Calvin waked to the front of the
truck and snapped a picture. He then turned his attention to the door above the
steps. It opened on squeaky hinges, and Calvin stepped into a large open room.
There were remnants of coal scattered on the floor and cobwebs hanging from
every nook and cranny, corner, and timber. The room smelled heavily of gasoline
and motor oil. From the sliding door off the loading dock, a set of mining
railroad tracks ran across the floor through a large open doorway. A steel
cable was attached to a steel drum mounted on timbers in front of the sliding
door; it followed the tracks through the open door. A twenty-horse, gas engine
that was mounted on the floor beside it powered the drum. “This is how coal
was taken to the factory to heat the forges before they were converted to
electricity,” he thought.
Following the tracks through the
dark opening, he quickly sensed a rapid descent. He followed the tracks
downward until the tunnel was completely dark. Not wanting to chance injuring
himself, he returned to the truck and rummaged through the cab until he found a
flashlight. He tried the switch, and a beam of light shot out through the dusty
air.
Armed with the light, he returned
to the tunnel and followed the tracks lower and lower. The air was dank, and it
was hard to breathe; his skin felt clammy, and the floor was moist and becoming
increasingly slippery. He shined the light ahead, and it beamed off a
steel-wheeled cart sitting on the tracks attached to the steel cable. The
ground was level from the cart to a wide steel door about twenty feet beyond
it. “This has got to be the questionable door on the drawings,” he
thought.
Inching forward, he turned the
door handle. To his surprise, it wasn’t locked. He very carefully pushed the
door inward. There was light coming from under a door directly across the room.

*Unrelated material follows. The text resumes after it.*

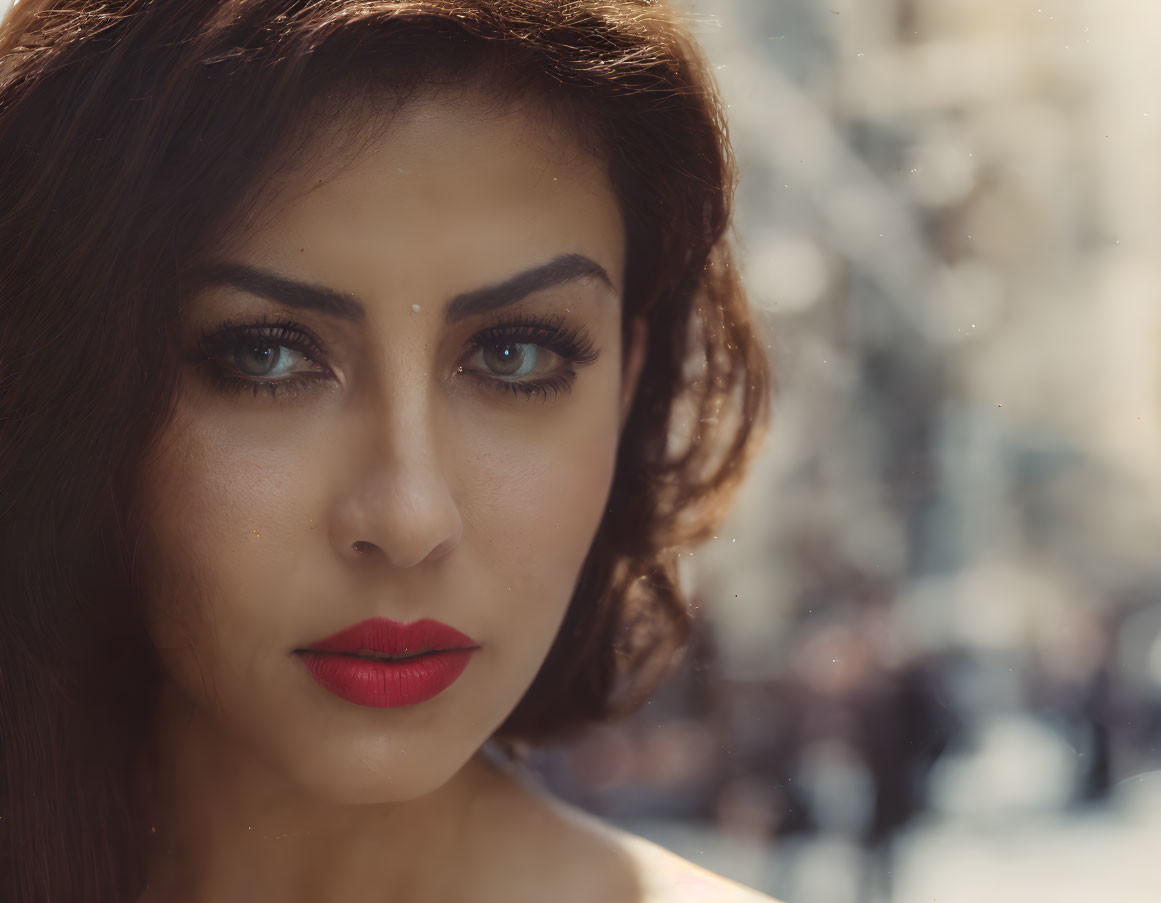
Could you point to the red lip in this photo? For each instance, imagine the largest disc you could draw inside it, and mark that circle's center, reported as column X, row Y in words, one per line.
column 438, row 655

He had seen the door on his tour with Burkhart. It was secured with a heavy
padlock and looked as if it hadn’t been opened in years. He looked around the
room; it was sixteen feet square with a twenty-foot ceiling. To his left was an
old coal furnace, long past its usefulness. Discarded machine parts were piled
against the walls and littered the floor. Calvin stepped inside. In the corner
to his right, behind the door was an open steel stairway leading downward. He
carefully closed the door and waited; he could hear voices and running
machinery from behind the opposite door.
After determining that he hadn’t
been discovered, he beamed the flashlight down the stairway. It went down about
six feet to steel grated landing. While shining the light ahead of him, Calvin
cautiously went down the steps. They turned left at the landing; he followed
them to another landing, turned right, and followed them to the floor below.

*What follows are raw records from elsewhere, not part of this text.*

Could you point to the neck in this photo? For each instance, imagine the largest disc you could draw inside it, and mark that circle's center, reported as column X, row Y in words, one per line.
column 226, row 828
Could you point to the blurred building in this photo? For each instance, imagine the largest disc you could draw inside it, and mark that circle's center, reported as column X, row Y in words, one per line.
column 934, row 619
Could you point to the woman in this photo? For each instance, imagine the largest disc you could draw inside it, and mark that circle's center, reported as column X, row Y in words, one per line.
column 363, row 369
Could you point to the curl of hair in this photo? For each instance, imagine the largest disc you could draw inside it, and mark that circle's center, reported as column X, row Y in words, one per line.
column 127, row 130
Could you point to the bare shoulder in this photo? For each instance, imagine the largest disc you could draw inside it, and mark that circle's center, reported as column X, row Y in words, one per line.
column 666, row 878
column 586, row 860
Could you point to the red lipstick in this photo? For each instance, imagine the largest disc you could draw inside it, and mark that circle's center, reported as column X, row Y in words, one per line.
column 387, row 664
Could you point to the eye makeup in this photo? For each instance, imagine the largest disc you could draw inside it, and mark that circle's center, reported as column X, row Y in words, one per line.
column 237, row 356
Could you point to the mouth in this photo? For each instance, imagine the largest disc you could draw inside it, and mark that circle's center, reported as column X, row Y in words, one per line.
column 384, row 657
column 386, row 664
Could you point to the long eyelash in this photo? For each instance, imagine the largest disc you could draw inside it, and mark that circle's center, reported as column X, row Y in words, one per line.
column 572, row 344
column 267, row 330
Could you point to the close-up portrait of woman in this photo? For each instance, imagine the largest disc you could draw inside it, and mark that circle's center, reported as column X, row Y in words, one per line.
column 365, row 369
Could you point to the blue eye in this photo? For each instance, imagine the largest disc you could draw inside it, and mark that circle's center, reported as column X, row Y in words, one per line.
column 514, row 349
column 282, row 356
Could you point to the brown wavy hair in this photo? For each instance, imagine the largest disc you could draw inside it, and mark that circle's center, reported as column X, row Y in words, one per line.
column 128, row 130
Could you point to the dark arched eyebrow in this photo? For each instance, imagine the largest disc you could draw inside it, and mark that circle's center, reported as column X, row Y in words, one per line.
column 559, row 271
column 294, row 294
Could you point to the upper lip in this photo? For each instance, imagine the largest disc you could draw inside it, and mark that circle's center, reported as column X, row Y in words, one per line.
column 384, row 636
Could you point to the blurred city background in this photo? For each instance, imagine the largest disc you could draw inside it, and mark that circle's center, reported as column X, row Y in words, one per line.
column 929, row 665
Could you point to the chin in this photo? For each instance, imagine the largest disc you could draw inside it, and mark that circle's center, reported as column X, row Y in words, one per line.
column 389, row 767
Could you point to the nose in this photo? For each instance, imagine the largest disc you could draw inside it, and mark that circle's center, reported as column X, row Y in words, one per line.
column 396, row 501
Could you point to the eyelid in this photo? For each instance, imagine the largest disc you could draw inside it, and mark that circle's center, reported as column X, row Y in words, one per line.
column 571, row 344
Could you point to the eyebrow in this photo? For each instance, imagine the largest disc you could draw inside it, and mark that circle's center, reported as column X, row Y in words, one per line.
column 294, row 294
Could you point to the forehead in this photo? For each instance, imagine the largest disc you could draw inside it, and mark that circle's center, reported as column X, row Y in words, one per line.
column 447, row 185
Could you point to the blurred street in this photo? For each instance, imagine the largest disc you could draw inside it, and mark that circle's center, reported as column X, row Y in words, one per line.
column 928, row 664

This room was the same size as
the one above it. Calvin opened the door ahead of him and shined the light
across the room. The beam fell on one piece of machinery after another. There
were welders, drill presses, lathes, sheet metal breaks, and tape and die
presses. A forge at the far end of the room showed signs of recent use, and
recently used molds were stacked on the floor beside it.
Calvin found a light switch next
to the door and flipped it on, flooding the room with light. A series of
assembly line benches were against the wall at the far end of the room, and at
the end of the benches were two packing crates. He walked over and looked
inside. Each crate contained six grenade launchers. They were packed side by
side and three high. “This is the mother load.”